Mail to a friend | Print this article |
QR code is what you find on those little black and white things that look like
They can be a bit more decorative:
(The QR symbol on the left was an ad for the Canadian Liberal Party leaders' debate. On the right ... well ... it's February.) These do not exactly make much sense to the unaided human eye. They are, however, still quite useful, as this store display from Bonn, Germany shows in a hopeful if unusual hand-painted message about a store for rent:
The point is that these symbols are not meant to be read by the unaided human eye, but instead by a computer's aided eye. If your mobile phone has a camera and the right app loaded into it, it can interpret one of these. In fact, this example is perhaps a bit out of date, since many phone apps nowadays will read the symbol and directly take you to a URL embedded in it. Other applications include some very useful ones such as linking your phone to a real-time bus-schedule, paying for downtown parking, recalling where your car was parked, and how to purchase advertised items. As well as some of more doubtful taste, such as learning all about someone's dearly departed.
How does your 'phone read the information in a QR code symbol? How is information stored on it? In this column I'll make a start, but really only a start, on answering these questions.
QR symbols were first developed by the Japanese company DENSO, a subsidiary of Toyota, apparently in order to track manufactured items. The company has released the patent for free public use. In Japan, even now, these symbols are far more common than elsewhere in the world.
The exact definition of QR symbols is contained in an ISO/IEC manual of about 114 pages. The manual is not light reading. One reason is that it contains much necessarily technical information, and the symbols are organized for efficiency rather than elegance and simplicity. Another is that there are several options for QR code symbols, and some correspondingly complicated programming is involved. Each symbol is a square array of smaller squares, which are called modules in the ISO manual. Sizes range from $21 \times 21$ to $177 \times 177$. Each size is indexed by a version number, ranging from $1$ to $40$. The size of version $V$ is $N \times N$ with $N = 17 + 4V$. Every symbol amounts to a layout of bits stored in modules, equal to $0$ or $1$ according to whether the module is light or dark.
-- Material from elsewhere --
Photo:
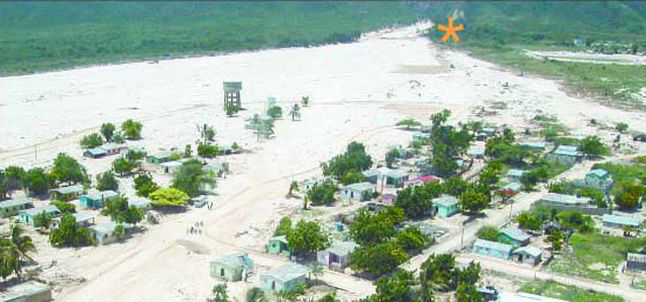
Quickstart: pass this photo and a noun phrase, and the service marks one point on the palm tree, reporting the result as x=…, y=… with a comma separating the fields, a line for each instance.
x=295, y=112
The bits are grouped into bytes of $8$ bits each, but the interpretation of the symbol is through a linear arrangement of bits. The point of the grouping into bytes is to allow for recovery from damaged symbols through what are by now classical and even ubiquitous techniques of error correction.
For a fixed size, there are a fixed number of possible data bytes, but the actual number of bytes which originate in an actual message depends on the level of error correction (EC) implemented. The data bytes are partitioned into three parts: message, padding, and error correction. The length of the message + padding is fixed by the size and level of error correction. There are four levels possible. For example, for version $1$, of size $21 \times 21$, the total number of data bytes is $26$, but in the various levels of error correction only $19$, $16$, $13$, or $9$ can be chosen for the message itself, according to the EC level. In these, $2$, $4$, $6$, or $8$ data words can be restored (respectively) if damaged or lost. In version $40$, of size $177 \times 177$, there are $3,706$ data words, of which $2,986$, $2,390$, $1,756$, and $1,396$ can be chosen freely according to EC level.
There are other variations. After a message has been chosen and appropriate bits added to enable error correction, a mask is laid over the symbol to make it easier for a device to figure out what it is looking at by randomizing the black and white pattern. Furthermore, there are different modes of interpretation. There is one for purely numeric input, one for simple alpha-numeric input, another for an extended form of standard ASCII text that incorporates the Japanese kana alphabet, and yet one more that allows the much larger set of Kanji, the character adopted by the Japanese from what were originally part of the Chinese language.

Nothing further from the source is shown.